Merlín, el mago celta de la tradición bretona unida a la Santa Compaña gallega, se pasea por las calles de Vigo hasta la orilla atlántica. Bajo la neblina se percibe a los percebeiros en las islas de Sinbad, saludando al alcalde de Vigo, Abel Caballero. Allí habitan princesas encantadas y barbudas, sirenas doloridas y enlutadas o demonios enmascarados; los personajes artúricos, carolingios o griegos se mezclan con los paisanos de Pontevedra, ahogados en las antiguas Mareas, desconocedores de Sumar y del PSdeG-PSOE.

Son los de siempre, la gente que desfila por Las crónicas de sochantre y que vota al PP de Manuel Fraga, Rajoy, Feijóo y Rueda, una maquinaria transversal vencedora por puro galleguismo rural; han ganado los hablantes en una variable aterciopelada y oída mil veces bajo el maderamen del desván, junto a viejas maletas y otras bambalinas. La lengua materna de los que escriben autos bilingües y cantan quen poidera namorala, entre empanadas de lamprea.

El PP es el partido que repatrió el cuerpo yacente de Castelao, padre del nacionalismo gallego, orgullo de la fertilidad poética de un país imaginado y mestizo; manual y marisquero, banal y venturoso, rico y pobre al mismo tiempo, siempre dispuesto al lado amable del hablar en buen romance. Son los restos revividos de los antiguos tertulianos del Café Español o del Derby, en Santiago de Compostela, a pocas manzanas del Obradoiro. Gentes de bien, practicantes del galleguismo sin ira, compañeros ante la contrariedad, turiferarios de cuaresma y vía crucis, fondeadores del centollo frente al huracán, la cólera de Neptuno.

La España socialista ha perdido su implantación territorial y donde la mantiene, como en Castilla-La Mancha, es vilipendiada por García-Page, el último cónsul jacobino. A pocas semanas de las elecciones vascas, empieza a dilucidarse el socialismo vaciado de Sánchez. Rueda se reinstala en la Xunta, mientras el BNG, el antiguo partido, inspirado por el centralismo democrático de Beiras y Anxo Quintana, adquiere al fin el carácter multicolor de quienes creen en Ana Pontón, la lideresa de pacífico encaje federalista.

Pontón es la fuerza tranquila frente al force de frappe de Puigdemont, que naufraga simbólicamente en Costa da Morte, mirando a Finisterre, y sin moverse de Waterloo. Para facilitar la ley de amnistía, el expresident fugado trató de alcanzar la tierra firme del BNG, el galleguismo urbano en A Coruña, pero no llegó ni a las playas de matiz normanda.

Puigdemont pierde indirectamente sobre el tablero nacional.
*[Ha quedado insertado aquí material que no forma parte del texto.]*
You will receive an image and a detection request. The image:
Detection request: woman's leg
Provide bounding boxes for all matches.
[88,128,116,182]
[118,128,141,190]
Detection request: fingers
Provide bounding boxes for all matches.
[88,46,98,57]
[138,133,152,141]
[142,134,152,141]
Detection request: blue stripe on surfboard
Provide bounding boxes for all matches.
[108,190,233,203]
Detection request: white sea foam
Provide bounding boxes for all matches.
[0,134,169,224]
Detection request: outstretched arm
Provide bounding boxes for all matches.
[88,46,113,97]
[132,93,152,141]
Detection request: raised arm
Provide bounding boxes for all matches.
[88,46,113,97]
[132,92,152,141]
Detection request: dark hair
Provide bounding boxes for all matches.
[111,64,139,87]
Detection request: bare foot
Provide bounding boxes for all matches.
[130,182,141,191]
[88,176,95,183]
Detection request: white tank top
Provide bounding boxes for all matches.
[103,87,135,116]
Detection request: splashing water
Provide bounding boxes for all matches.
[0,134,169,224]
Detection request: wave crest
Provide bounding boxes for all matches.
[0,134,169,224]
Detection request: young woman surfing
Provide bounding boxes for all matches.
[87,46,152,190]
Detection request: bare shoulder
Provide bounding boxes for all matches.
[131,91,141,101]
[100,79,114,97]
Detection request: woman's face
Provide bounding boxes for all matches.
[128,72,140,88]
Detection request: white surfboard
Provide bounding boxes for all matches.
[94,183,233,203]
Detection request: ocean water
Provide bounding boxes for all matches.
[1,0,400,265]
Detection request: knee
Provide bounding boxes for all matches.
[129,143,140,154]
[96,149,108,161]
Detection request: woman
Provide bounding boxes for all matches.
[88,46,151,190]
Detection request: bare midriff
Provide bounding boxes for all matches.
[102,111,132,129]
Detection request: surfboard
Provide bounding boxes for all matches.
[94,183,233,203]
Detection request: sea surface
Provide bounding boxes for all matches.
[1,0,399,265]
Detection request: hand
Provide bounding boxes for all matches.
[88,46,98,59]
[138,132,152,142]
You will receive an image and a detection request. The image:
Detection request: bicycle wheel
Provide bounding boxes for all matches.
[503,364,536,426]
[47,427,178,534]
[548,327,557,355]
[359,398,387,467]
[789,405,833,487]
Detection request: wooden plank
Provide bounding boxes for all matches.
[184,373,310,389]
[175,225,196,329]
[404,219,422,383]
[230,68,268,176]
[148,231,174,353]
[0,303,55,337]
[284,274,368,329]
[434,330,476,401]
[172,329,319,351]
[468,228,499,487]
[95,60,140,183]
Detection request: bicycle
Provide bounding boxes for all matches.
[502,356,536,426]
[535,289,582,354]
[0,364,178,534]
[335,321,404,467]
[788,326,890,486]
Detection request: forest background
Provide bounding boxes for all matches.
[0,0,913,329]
Y se vuelca de nuevo contra la yugular del Estado constitucional, al trasladar al Parlament la admisión a trámite de una iniciativa legislativa popular que pide declarar la independencia de Cataluña, con los votos de Junts y la CUP. Tiene previsto recoger las 50.000 firmas exigidas por el reglamento de la Cámara para que empiece la tramitación parlamentaria. Es el eterno retorno de Junts a la casilla de salida, en el momento en que se hace visible que el Consell de la República pierde comba cada día.
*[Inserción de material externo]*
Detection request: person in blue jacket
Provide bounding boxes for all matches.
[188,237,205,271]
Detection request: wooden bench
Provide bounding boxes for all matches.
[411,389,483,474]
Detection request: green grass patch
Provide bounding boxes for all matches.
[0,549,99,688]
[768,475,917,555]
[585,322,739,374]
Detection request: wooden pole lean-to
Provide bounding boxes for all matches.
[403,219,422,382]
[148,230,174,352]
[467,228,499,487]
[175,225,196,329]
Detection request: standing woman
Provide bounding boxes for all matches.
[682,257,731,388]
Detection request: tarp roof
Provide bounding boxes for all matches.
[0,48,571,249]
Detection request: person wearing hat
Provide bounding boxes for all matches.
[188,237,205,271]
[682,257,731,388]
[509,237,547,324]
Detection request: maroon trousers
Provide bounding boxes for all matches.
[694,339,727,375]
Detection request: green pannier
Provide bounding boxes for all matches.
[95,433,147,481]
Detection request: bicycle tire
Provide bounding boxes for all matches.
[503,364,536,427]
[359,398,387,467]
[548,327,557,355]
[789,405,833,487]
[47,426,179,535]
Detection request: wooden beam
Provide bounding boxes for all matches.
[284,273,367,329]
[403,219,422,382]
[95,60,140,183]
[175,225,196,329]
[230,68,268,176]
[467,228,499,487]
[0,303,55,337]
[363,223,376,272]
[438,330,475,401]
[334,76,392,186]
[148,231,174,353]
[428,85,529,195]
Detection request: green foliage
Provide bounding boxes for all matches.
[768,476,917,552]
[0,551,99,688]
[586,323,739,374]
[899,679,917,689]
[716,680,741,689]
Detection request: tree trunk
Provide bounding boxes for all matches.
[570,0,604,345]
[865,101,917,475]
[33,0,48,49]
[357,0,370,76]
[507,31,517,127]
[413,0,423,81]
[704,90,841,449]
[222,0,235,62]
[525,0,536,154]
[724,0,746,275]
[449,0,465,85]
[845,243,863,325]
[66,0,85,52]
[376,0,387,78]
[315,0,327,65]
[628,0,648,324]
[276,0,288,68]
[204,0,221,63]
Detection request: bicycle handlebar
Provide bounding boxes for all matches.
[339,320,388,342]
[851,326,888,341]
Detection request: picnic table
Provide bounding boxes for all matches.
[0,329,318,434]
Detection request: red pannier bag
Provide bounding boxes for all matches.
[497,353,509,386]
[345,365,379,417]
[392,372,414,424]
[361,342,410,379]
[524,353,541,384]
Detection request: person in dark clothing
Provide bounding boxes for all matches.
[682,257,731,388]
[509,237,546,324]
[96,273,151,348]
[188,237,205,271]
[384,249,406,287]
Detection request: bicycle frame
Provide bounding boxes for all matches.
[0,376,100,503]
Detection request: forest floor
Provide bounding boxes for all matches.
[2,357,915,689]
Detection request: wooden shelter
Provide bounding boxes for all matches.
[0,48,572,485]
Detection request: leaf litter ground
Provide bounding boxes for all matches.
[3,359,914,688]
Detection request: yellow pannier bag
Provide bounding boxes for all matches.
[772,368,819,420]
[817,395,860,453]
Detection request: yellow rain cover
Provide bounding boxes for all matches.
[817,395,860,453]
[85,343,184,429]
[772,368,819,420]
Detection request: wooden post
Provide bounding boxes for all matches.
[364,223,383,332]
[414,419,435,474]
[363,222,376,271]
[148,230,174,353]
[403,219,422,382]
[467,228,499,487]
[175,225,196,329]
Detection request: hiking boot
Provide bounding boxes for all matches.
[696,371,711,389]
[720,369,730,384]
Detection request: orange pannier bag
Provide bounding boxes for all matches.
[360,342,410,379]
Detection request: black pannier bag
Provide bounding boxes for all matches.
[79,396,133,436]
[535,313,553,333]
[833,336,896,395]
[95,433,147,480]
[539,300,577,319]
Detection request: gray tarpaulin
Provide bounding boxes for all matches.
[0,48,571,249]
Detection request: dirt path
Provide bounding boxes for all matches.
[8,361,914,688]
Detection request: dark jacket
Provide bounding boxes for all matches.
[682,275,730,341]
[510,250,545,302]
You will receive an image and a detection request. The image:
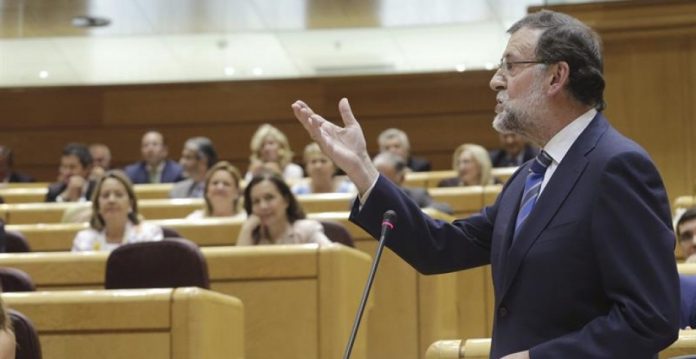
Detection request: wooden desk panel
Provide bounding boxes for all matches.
[6,210,491,359]
[0,244,370,359]
[2,287,244,359]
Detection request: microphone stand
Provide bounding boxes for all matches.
[342,211,396,359]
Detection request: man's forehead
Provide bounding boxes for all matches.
[679,218,696,232]
[502,27,543,59]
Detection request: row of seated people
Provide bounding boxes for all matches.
[0,125,535,201]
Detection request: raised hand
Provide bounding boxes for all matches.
[291,98,379,193]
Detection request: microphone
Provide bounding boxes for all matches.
[343,210,398,359]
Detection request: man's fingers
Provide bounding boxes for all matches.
[338,98,358,127]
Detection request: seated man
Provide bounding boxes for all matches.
[488,132,538,167]
[677,207,696,263]
[0,146,34,183]
[124,131,184,184]
[89,143,111,181]
[46,143,95,202]
[378,128,431,172]
[373,152,452,214]
[170,137,218,198]
[680,275,696,329]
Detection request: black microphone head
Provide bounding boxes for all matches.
[382,210,398,225]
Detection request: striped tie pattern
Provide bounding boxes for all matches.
[514,150,553,238]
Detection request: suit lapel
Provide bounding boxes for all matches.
[498,113,609,300]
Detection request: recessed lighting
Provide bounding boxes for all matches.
[455,64,467,72]
[38,71,49,79]
[224,66,235,76]
[71,16,111,28]
[252,67,264,76]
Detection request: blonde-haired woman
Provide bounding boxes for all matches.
[72,170,163,252]
[438,144,494,187]
[292,142,355,195]
[246,124,303,182]
[187,161,245,220]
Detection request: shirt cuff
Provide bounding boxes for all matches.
[357,176,379,210]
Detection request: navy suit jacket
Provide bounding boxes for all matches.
[351,113,679,358]
[124,160,184,184]
[680,275,696,329]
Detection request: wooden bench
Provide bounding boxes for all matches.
[0,244,371,359]
[403,168,517,189]
[3,287,244,359]
[5,209,489,359]
[428,185,502,218]
[425,331,696,359]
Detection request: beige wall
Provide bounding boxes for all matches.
[1,0,695,203]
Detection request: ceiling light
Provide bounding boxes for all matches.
[71,16,111,28]
[38,71,49,79]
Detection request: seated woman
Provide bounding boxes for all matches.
[187,161,245,220]
[292,142,356,195]
[72,170,163,252]
[0,296,15,359]
[246,124,303,182]
[438,143,494,187]
[237,171,332,246]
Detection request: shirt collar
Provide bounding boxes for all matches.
[543,108,597,165]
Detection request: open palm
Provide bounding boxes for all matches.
[292,98,378,193]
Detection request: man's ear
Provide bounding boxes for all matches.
[547,61,570,96]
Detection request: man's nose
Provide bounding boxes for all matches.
[489,71,505,91]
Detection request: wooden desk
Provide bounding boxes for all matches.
[134,183,175,199]
[6,210,492,359]
[3,287,244,359]
[0,244,371,359]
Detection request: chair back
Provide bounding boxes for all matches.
[161,226,182,238]
[105,238,210,290]
[5,231,30,253]
[0,268,35,292]
[320,221,355,247]
[10,309,42,359]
Supongo que Puigdemont quiso ver, antes de su derrota a larga distancia, la Torre de Hércules, el balcón atlántico. No le conviene negociar con un Pedro Sánchez debilitado en la España interior y convertido en un líder a la defensiva en la última fase de la negociación de la ley de amnistía, prorrogada por la Mesa del Congreso. Antes del último asalto le aconsejo recorrer el Orzán, mientras cae la tarde.

Galicia, escuela de curanderos, le ha mostrado al soberanismo catalán que la afición evanescente de caminar colgados de un paraguas volador es mejor que la guerra y el resentimiento del mal perder. El galleguismo es el ahogo del soberanismo. Una promesa frágil, pero dispuesta para los que beben agua como el que “bebe sueños” y especialmente provechosa para los que abrazan la morriña y la saudade de los que traen “prisa, miedo y limosna cargados en su espalda, hasta las puertas del Paraíso”. La ceguera de Sánchez en la última semana de la campaña gallega alimenta a Pontón y abre la victoria acostumbrada del PP.

Pero el derrotado, aparentemente indemne, de las elecciones gallegas es Puigdemont, una referencia exasperante de la ruptura; él anuncia el dolor amargo de la derrota ante el todo o nada. En cambio, la Galicia de Pontón marca el camino de las periferias; es parte del realismo mágico que hay en las cruces y tabernas de las Rías que huelen el azafrán y la rosa.